Although short on details, Las Vegas Sands’ long-awaited entry into digital gaming looks set to chart a different course from its rivals, who have all been faster into the online gaming space.
Since the U.S. Supreme Court overturned a ban on sports betting in 2018, states have moved quickly to regulate online sports betting and gambling and land-based casino operators have seized the opportunity.
The Covid-mandated casino closures added further impetus to gain a toehold in a market, which analysts project will grow at a 10-year compound average growth rate of about 32 percent to reach $45 billion by 2030.
Las Vegas Sands was slow to the party due to the well documented opposition from its founder and CEO Sheldon Adelson, who died in January this year. But it confirmed in March that one of the expansion options from the $6.2 billion sale of its Las Vegas properties would be to explore online gambling.
Unlike most others however, it says it’s focusing on the business-to-business space and has formed a team to invest in gaming technologies. It says it’s looking for strategic investments that will provide a long-term benefit for shareholders.
This may be a smart move. The company now only has land-based properties in Asia, where online gambling is strictly illegal, so doesn’t have the same opportunities for synergies between its land-based and digital clients.
Also, valuations of online companies have risen along with the sky-high expectations for market growth. U.S.-based Roundhill Investments launched an exchange-traded-fund in June last year which was designed to provide investors with exposure to the online gaming space. The fund, which holds shares in companies such as Entain, DraftKings and Pointsbet, has seen its market price rise more than 97 percent since inception.
MGM Resorts, which was an early mover into the field through its BetMGM venture with the U.K.’s Entain, has said it is looking for a major acquisition in the online space, but has expressed some concern about valuations.

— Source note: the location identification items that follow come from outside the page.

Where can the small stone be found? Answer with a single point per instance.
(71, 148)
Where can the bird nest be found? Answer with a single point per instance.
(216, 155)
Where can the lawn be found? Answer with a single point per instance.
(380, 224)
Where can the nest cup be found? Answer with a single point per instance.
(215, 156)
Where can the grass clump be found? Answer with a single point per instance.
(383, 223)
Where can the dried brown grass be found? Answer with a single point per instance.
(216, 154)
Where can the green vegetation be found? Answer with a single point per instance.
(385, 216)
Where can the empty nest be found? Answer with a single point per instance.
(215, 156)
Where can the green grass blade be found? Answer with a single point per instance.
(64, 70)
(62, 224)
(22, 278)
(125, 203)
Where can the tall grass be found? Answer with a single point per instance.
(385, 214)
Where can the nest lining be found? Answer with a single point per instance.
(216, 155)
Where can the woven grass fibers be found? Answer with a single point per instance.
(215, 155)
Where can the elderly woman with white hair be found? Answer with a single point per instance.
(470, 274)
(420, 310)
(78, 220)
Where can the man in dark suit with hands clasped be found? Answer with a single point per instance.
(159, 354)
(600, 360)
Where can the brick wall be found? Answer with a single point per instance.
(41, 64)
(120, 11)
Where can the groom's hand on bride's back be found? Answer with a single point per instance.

CEO Bill Hornbuckle earlier this year stressed the company is determined to become a major online player, but will remain “disciplined” in its search for expansion. It walked away from an $11 billion bid for Entain in January this year, after the U.K. company rebuffed the offer as being too low.
In an interview with Bloomberg, Hornbuckle said that marrying bricks and mortar with igaming can provide a multiplier effect of as much as 10 times, explaining the company’s rationale for a multi-billion dollar acquisition.

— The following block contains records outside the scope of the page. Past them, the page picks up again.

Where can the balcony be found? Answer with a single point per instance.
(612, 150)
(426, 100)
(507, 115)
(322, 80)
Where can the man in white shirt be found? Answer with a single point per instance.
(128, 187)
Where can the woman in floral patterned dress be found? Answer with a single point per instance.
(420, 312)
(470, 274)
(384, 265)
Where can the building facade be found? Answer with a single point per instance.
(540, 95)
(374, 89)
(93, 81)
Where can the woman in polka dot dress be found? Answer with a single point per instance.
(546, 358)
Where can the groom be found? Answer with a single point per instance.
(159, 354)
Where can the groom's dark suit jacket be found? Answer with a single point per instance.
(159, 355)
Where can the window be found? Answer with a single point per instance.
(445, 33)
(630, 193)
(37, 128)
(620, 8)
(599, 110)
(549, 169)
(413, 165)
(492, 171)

Caesars Entertainment was another early mover, which also chose the acquisition route. The company shelled out $4 billion for the U.K.’s William Hill to help it expand and take advantage of sports betting opportunities in the U.S.
As of April, the combined entity had sports betting operations in 18 U.S. jurisdictions and is aiming for 20 by the end of the year.
Wynn Resorts has taken yet another route. A relative latecomer, Wynn announced in October last year that it was merging its U.S. online sports betting and gaming business with the U.K.’s BetBull. Wynn owned 71 percent of the venture, which has been rapidly expanding across the U.S.
In May, the group went a step further effectively spinning off Wynn Interactive as a separately listed company through a combination with Austerlitz Acquisition, a blank cheque company led by Bill Foley.
The combined company is expected to have an enterprise value of approximately $3.2 billion at closing, representing 4.5x Wynn Interactive’s projected 2023 revenue.
“We are confident that this transaction will unlock the tremendous potential of Wynn Interactive to further accelerate growth and enable the business to capture the massive opportunity in North America,” Wynn CEO Matt Maddox said at the time.
Mohegan Gaming & Entertainment is going it alone. The company launched Mohegan Digital at the end of June, with a priority being on creating an igaming experience for its flagship Mohegan Sun Connecticut.
“We’ve consistently seen strong growth in digital gaming across our properties, especially in this past year, and as legal sports betting continues to expand in the U.S., the timing was right for us to launch Mohegan Digital,” said Ray Pineault, President and CEO of Mohegan Gaming & Entertainment.
Despite the opportunity, analysts have sounded a word of warning about the rush into online. In a note this week, Bernstein said going it alone is risky given the highly competitive marketplace, while valuations for acquisitions are high.